As a final note, I'm very glad Garth Ennis was on board for this show, because it could have gone so very wrong otherwise. Whether or not you've read the comics, watch this show if you want something that revels in its own weirdness and badassery with every passing second.

The Television Series, Pard`ner

Preacher sets the tone perfectly within the first minute of the first episode; massive bold letters fill the whole screen to let you know we are in Africa, moments later a priest is hit some kind of magical force, and then finally he explodes in a shower of blood and guts over his entire congregation. Preacher is an offbeat, extremely dark comedy about an incompetent priest (a different one) who finds new lease in life when he inherits some probably evil superpowers. He is hardly the only oddball in town though, as he bumps into an Irish druggie vampire, a pair of wet-behind-the-ear angels, and his murderous criminal ex within one busy week.

Preacher gives you a lot of people to fall in love with. There is not a single character in this show who manages to be unlikable. Besides those fore mentioned oddballs, the show’s sleepy Texan town is packed with incidental characters who all have their own quirks and hidden qualities. Take Donny, who on first glance is a stereotypical, idiot, red-neck, wife beating bully and henchman… who is in reality a loving husband who only hits his wife are part of their secret kink lifestyle, who manages to get the drop on the protagonist on multiple occasions, and who desperately wants to be really good at being a henchman. Then there is the villain himself; a ruthless, sociopath slaughterhouse tycoon who wants to own the town… but who has also undergone terrible personal loss, didn’t have any intentions of harming anyone, and would much rather pass the time in his office playing Qbert than be a big bad industrialist.
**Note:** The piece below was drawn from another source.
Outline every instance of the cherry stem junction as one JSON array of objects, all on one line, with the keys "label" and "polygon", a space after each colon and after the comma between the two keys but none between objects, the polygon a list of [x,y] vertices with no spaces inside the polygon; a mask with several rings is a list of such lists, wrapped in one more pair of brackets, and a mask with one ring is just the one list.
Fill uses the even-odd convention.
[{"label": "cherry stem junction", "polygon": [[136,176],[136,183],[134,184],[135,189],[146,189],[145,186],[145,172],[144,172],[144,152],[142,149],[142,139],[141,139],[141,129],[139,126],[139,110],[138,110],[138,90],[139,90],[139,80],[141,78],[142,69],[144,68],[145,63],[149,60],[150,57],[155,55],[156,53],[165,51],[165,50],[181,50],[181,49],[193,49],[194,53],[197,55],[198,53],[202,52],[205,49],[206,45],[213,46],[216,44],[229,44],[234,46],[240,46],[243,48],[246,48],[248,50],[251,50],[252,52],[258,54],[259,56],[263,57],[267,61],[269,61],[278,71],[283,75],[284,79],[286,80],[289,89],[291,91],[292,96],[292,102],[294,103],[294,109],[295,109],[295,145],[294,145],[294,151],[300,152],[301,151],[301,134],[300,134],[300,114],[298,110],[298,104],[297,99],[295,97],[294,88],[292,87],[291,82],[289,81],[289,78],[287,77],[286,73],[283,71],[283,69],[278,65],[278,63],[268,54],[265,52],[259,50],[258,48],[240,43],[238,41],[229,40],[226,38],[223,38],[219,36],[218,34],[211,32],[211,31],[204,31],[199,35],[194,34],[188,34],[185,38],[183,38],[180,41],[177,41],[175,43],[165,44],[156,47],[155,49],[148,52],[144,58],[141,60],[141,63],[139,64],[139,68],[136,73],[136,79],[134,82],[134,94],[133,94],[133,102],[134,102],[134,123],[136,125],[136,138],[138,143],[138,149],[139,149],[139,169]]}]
My favourite though is Emily, a sensible, meek assistant to the preacher who stoically goes about her crazy day, trying her best not to stop, stare into the camera, and sigh “can you believe this fucking bullshit?”

It is also really funny. Preacher loves to contrive perverse, absurd situations, especially during its fight scenes. No two are alike one another, and no one is like anything you’ve seen before. Because of its frequent left turns into gonzo storytelling, you never quite know where the story is going to go next, and it manages to keep the viewer propelled with a frantic energy that stays charged, even through the shows quiet, more contemplative moments. I’ve not read the comic, so I can’t make any comparisons, but as a stand alone show, Preacher is bloody great.